Substance Mort
Substance Mort – Philip K. Dick
Publié en 1977, Substance mort est certainement le roman le plus profond et le plus personnel de Philip K. Dick. Avec la drogue comme thème central, n’espérez pas à un happy end.
Est-il nécessaire de rappeler que Philip K. Dick était un drogué qui n’avait pas beaucoup d’argent ? Nombreux sont ses écrits alimentaires qui lui permettaient d’acheter sa nourriture, parfois de la pâté pour chat pour lui-même, et sa drogue. Mais Substance Mort n’est pas de ceux-là. A travers de ce livre, Dick va traiter d’un sujet qu’il maîtrise : les ravages de la drogue.
Petit trip sur l’histoire. Dans une Amérique alternative des années 1970, Bob Arctor, flic des stups infiltré dans une maison de junkie depuis plusieurs mois, est obligé de se droguer et de vivre la vie d’un “freak” pour récolter des informations. Pour garantir sa mission, il fait ses rapports à son supérieur en complet brouillé, une combinaison permettant de brouiller son image réelle pour éviter les fuites des taupes, et prend le pseudonyme de Fred.

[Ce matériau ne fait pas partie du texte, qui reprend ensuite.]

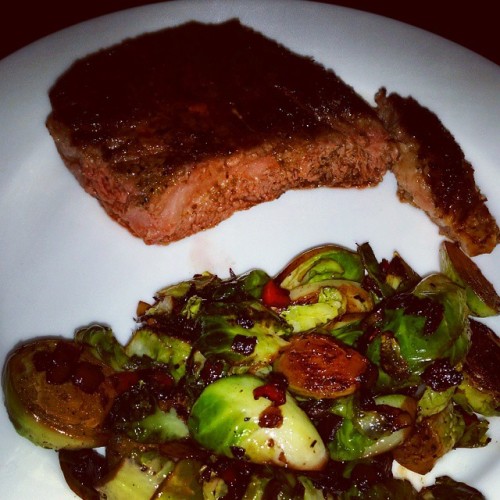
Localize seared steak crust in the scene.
[375,89,500,256]
[47,20,397,244]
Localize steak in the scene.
[47,20,397,244]
[375,89,500,256]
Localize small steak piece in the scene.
[375,88,500,256]
[47,20,397,244]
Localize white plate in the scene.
[0,0,500,499]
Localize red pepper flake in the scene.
[110,372,140,394]
[71,361,104,394]
[253,382,286,406]
[262,280,291,307]
[259,406,283,429]
[231,335,257,356]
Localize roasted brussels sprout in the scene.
[2,339,115,449]
[366,274,470,390]
[275,245,364,290]
[453,320,500,416]
[393,403,465,474]
[439,241,500,317]
[188,375,328,470]
[274,333,369,399]
[328,394,416,461]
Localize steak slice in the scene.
[375,88,500,256]
[47,20,397,244]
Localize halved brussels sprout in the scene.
[366,274,470,389]
[439,241,500,317]
[95,451,175,500]
[273,333,369,399]
[328,394,417,461]
[125,328,191,382]
[275,245,364,290]
[188,375,328,470]
[3,339,115,449]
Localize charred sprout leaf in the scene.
[328,394,416,461]
[195,301,289,370]
[339,477,420,500]
[455,414,491,448]
[418,476,484,500]
[418,387,456,417]
[439,241,500,317]
[106,371,189,443]
[2,339,115,449]
[276,245,364,290]
[96,451,174,500]
[393,403,465,474]
[125,328,192,382]
[454,320,500,416]
[358,243,421,298]
[188,375,327,470]
[274,333,369,399]
[59,450,108,500]
[75,324,130,370]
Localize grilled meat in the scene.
[47,20,397,244]
[375,89,500,256]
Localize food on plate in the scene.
[47,19,500,255]
[439,241,500,317]
[3,339,116,449]
[376,89,500,256]
[47,20,396,244]
[3,243,500,500]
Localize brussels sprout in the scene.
[280,279,373,333]
[273,333,369,399]
[75,324,130,370]
[2,339,115,449]
[188,375,328,470]
[322,313,365,346]
[154,459,203,500]
[418,386,456,417]
[393,403,465,474]
[125,328,192,382]
[367,274,470,389]
[454,320,500,416]
[275,245,364,290]
[280,294,344,333]
[328,394,416,461]
[95,451,174,500]
[439,241,500,317]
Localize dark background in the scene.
[0,0,500,65]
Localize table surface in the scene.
[0,0,500,64]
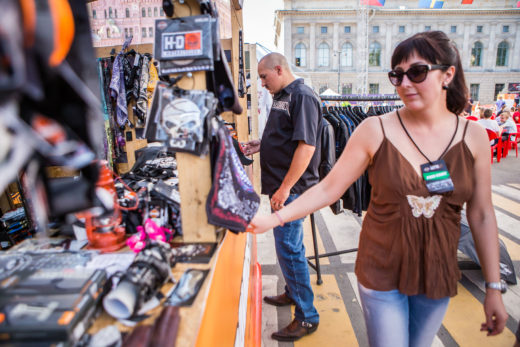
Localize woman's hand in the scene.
[480,289,508,336]
[246,214,280,234]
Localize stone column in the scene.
[459,23,471,69]
[331,23,340,71]
[283,16,294,65]
[309,23,316,70]
[483,24,498,70]
[509,23,520,69]
[381,23,396,70]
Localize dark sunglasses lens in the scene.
[406,65,428,83]
[388,71,404,86]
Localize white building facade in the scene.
[275,0,520,104]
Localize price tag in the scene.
[421,159,454,194]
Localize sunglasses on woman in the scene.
[388,64,449,87]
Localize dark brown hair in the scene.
[391,31,468,114]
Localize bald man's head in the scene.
[258,53,294,94]
[258,52,291,71]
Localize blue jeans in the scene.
[273,194,320,323]
[358,283,450,347]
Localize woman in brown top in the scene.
[250,31,507,346]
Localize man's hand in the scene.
[271,187,291,211]
[241,140,260,155]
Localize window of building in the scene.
[341,83,352,95]
[469,83,480,100]
[470,41,484,66]
[493,83,505,100]
[368,83,379,94]
[340,42,352,67]
[497,41,509,66]
[318,42,330,66]
[368,42,381,66]
[294,42,307,66]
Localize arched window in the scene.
[497,41,509,66]
[471,41,484,66]
[340,43,352,66]
[318,42,330,66]
[368,42,381,66]
[294,42,307,66]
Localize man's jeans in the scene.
[358,283,450,347]
[273,194,320,323]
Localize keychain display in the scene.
[154,14,214,75]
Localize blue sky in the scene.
[242,0,283,51]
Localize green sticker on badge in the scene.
[423,171,450,181]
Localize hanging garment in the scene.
[135,54,150,121]
[206,123,260,233]
[110,53,128,127]
[318,118,341,214]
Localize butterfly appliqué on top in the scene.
[406,195,442,218]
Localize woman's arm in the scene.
[467,122,507,335]
[250,117,382,233]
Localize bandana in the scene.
[206,124,260,232]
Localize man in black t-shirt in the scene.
[244,53,321,341]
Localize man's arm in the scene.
[271,141,316,211]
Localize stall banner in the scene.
[507,83,520,93]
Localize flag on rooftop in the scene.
[361,0,386,6]
[419,0,444,8]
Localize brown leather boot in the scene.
[264,293,294,306]
[271,318,319,341]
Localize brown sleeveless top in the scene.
[355,119,474,299]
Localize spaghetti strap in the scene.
[462,119,470,140]
[379,117,386,138]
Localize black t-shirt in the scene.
[260,79,322,195]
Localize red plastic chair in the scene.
[502,128,520,158]
[486,129,502,164]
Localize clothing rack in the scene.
[307,95,401,285]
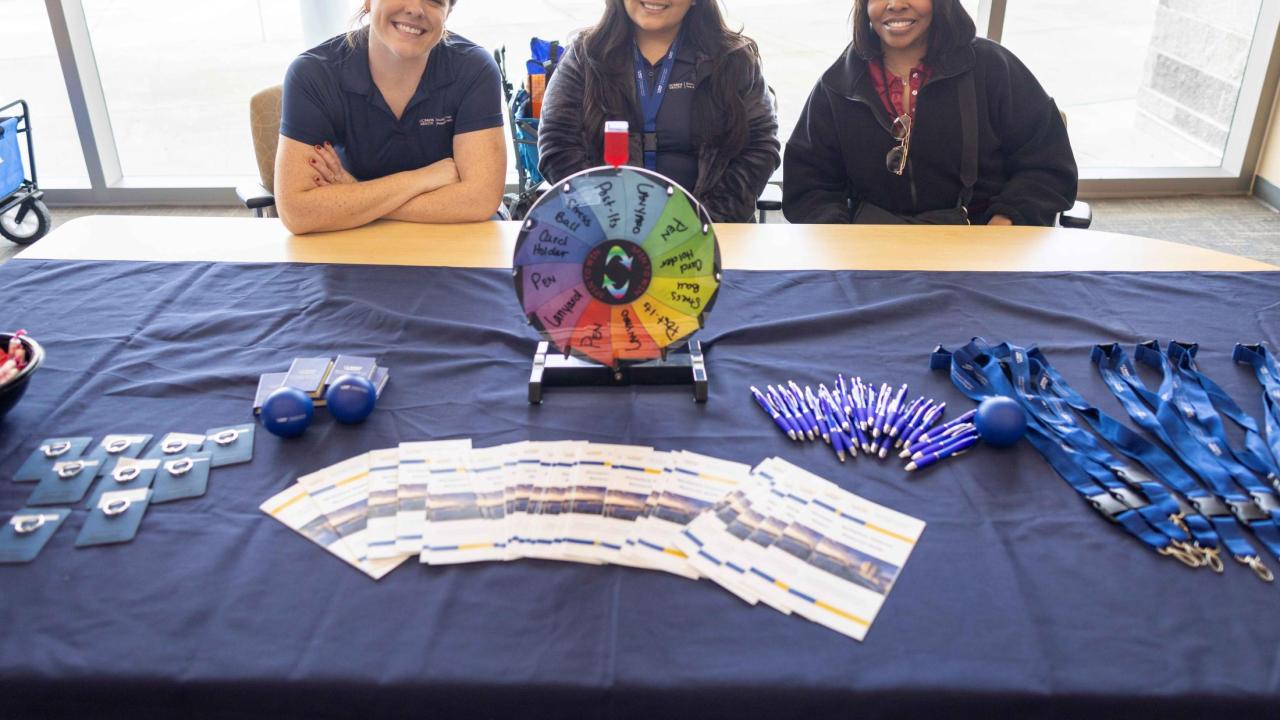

La mission première de Fred est de surveiller Bob Arctor, soupçonné d’être un gros trafiquant. Ainsi commence une lente descente dans une psychose dont personne ne peut ressortir indemne.
Requiem for a stup
Il n’est pas toujours évident d’écrire sur un roman de Philip K. Dick, et Substance mort n’échappe pas à cette règle. Même plus, il est l’exemple type du roman dont il est presque impossible de parler tellement il est particulier et complexe.
En fait, le roman nous entraine dans une lente descente aux enfers psychotique parsemée de délires paranoïaques sans queue ni tête. Et pourtant, Dick réalise le tour de force de donner une cohérence à l’ensemble. Et il va même plus loin en développant une véritable histoire sur fond de polar.
Lorsque l’on connait la capacité de Dick à perdre le fil de son histoire sur beaucoup de romans et de nouvelles et à offrir à son lecteur une fin bâclée et décevante, on ne peut que reconnaître la force de ce roman qui, malgré un sujet compliqué, arrive à offrir une oeuvre complète et complexe.
Les personnages sont eux incroyablement attachants et profonds. Bien que le personnage de Arctor / Fred soit particulièrement travaillé, étant donné qu’il est le personnage qui sert de fenêtre sur le monde au lecteur, les autres personnages ne sont pas laissés de côté. Et le fait de les suivre à travers Bob nous force à ressentir pour eux ce qu’il ressent. La présence apaisante de Donna, l’amitié pour Luckman, l’aversion pour Barry…, on ne peut s’empêcher de partager tout cela.
Bien qu’une fois de plus le style littéraire de Dick ne soit pas transcendant, la plongée dans cet univers réaliste et sombre rend le roman passionnant et il est bien difficile d’en sortir lorsque l’on y met un pied. Mais Substance mort n’est définitivement pas un roman qui se raconte, mais un roman qui se lit, voire qui se vit.
A scanner darkly
Tel est le titre américain du roman en question. Ce titre, bien plus évocateur que Substance Mort, met en avant le rôle presque psychanalytique de l’oeuvre pour l’auteur. Bien que dans une note, à la fin du roman, il précise qu’il n’est pas Bob Arctor, Dick écrit qu’il y a un peu de lui et beaucoup de ses amis drogués dans tous ces personnages.
Sans jamais dispenser une quelconque morale, Dick met en avant les effets dévastateurs des drogues dures autant pour le corps que pour l’esprit. Pour donner une idée, ce livre est une sorte de Requiem for a dream bien avant l’heure et plus intéressant car le roman permet une véritable plongée dans la pensée du personnage, chose qu’un film ne peut faire que partiellement.
Du fait de sa place particulière dans la bibliographie de Dick, et de son style bien moins SF que ses autres oeuvres, Substance mort ne laisse pas indifférent. En clair, on adore ou on déteste mais il est difficile de porter un regard objectif sur un roman si personnel pour son auteur.